In the 26 years following the end of apartheid, deepening economic inequality and rampant unemployment have limited access to formal housing for millions of South Africans. Government housing programs have mostly focused on building small stand-alone homes, often on the peripheries of cities far from jobs and amenities.

While these well-intentioned projects have built millions of homes, they’ve failed to keep up with demand, says Marie Huchzermeyer, a professor at the Centre for Urbanism & Built Environment Studies at the University of the Witwatersrand in Johannesburg. Government-funded housing projects “will never on it’s own be enough,” she says. “It has to be accompanied by land release.”

Government policies call for the “upgrading” of informal settlements and the formalization of residents’ occupation. But “there are still very, very, very few projects” of that nature in South Africa, Huchzermeyer says. “Even if it’s an informal settlement that’s been around for 20 years, there still seems to be a political wish to punish people for having done that.” The government wants people to go through the formal process of being given a house, she says – and for them to be thankful to the government for providing it.

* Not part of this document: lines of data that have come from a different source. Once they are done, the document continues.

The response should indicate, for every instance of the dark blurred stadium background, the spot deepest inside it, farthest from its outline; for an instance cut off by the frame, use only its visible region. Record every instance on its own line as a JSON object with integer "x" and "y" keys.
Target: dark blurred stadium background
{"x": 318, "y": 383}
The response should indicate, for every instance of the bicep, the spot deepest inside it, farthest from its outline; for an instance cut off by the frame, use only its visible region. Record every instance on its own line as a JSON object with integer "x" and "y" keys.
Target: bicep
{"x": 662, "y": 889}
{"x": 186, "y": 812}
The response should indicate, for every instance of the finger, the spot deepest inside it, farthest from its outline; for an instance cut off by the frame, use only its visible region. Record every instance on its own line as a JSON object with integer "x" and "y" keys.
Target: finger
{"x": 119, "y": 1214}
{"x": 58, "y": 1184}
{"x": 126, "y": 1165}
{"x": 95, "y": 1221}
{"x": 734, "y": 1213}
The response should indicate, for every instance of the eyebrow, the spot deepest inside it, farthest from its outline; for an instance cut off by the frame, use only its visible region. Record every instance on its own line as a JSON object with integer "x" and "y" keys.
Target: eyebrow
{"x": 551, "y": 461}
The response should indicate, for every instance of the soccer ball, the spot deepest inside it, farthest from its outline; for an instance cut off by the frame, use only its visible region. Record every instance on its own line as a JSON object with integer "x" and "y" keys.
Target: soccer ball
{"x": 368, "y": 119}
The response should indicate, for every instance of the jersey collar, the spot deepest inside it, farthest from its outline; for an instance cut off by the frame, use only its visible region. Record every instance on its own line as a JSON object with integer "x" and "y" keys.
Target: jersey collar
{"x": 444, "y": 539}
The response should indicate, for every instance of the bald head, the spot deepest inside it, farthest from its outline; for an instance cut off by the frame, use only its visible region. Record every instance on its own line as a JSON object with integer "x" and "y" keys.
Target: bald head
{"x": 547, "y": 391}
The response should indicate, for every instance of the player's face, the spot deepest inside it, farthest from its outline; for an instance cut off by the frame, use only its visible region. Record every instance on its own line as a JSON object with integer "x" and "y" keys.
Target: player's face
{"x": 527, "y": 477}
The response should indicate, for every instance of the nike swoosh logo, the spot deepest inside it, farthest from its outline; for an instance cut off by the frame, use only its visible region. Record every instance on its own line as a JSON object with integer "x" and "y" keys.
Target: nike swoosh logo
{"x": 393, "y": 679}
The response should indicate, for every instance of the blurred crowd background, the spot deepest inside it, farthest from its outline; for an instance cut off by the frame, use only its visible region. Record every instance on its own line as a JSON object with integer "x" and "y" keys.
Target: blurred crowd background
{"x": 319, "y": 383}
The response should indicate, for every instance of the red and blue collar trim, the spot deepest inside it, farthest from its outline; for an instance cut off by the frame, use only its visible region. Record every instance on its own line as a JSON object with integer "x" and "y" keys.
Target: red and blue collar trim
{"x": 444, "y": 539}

At the municipal level, change will require “real leadership around informal settlement upgrading and around ensuring that land is available for people to occupy,” she says. 

Despite the end of enforced racial segregation, spacial apartheid remains a factor in South Africa. There are few mixed-income neighbourhoods. Those who can afford to often live behind walls in sprawling low-density suburbs, while the poor live in overcrowded slums and apartment buildings.

The creation of the apartheid city “didn't happen by chance,” says Amira Osman, a professor of architecture at the Tshwane University of Technology. “It was a deliberate, structured approach to the design of the city. We need a deliberate, structured approach that will undo that.”

Since last fall, Johannesburg’s Inclusionary Housing Policy has required developments of 20 or more units to set aside 30% of those units for low-income housing.

The policy, which faced significant opposition from private developers, won’t lead to dramatic change, says Sarah Charlton, a professor at the Centre for Urbanism and Built Environment Studies, but it is “an important and significant step.”

Zikode isn’t optimistic that change will come for shack dwellers, however.

“People in the high positions of authority pretend that everything is normal,” he says. “They pretend that everyone is treated justly, they pretend that everyone has homes with running water, that everyone has a piece of land – and hide the truth and the lies of our democracy.”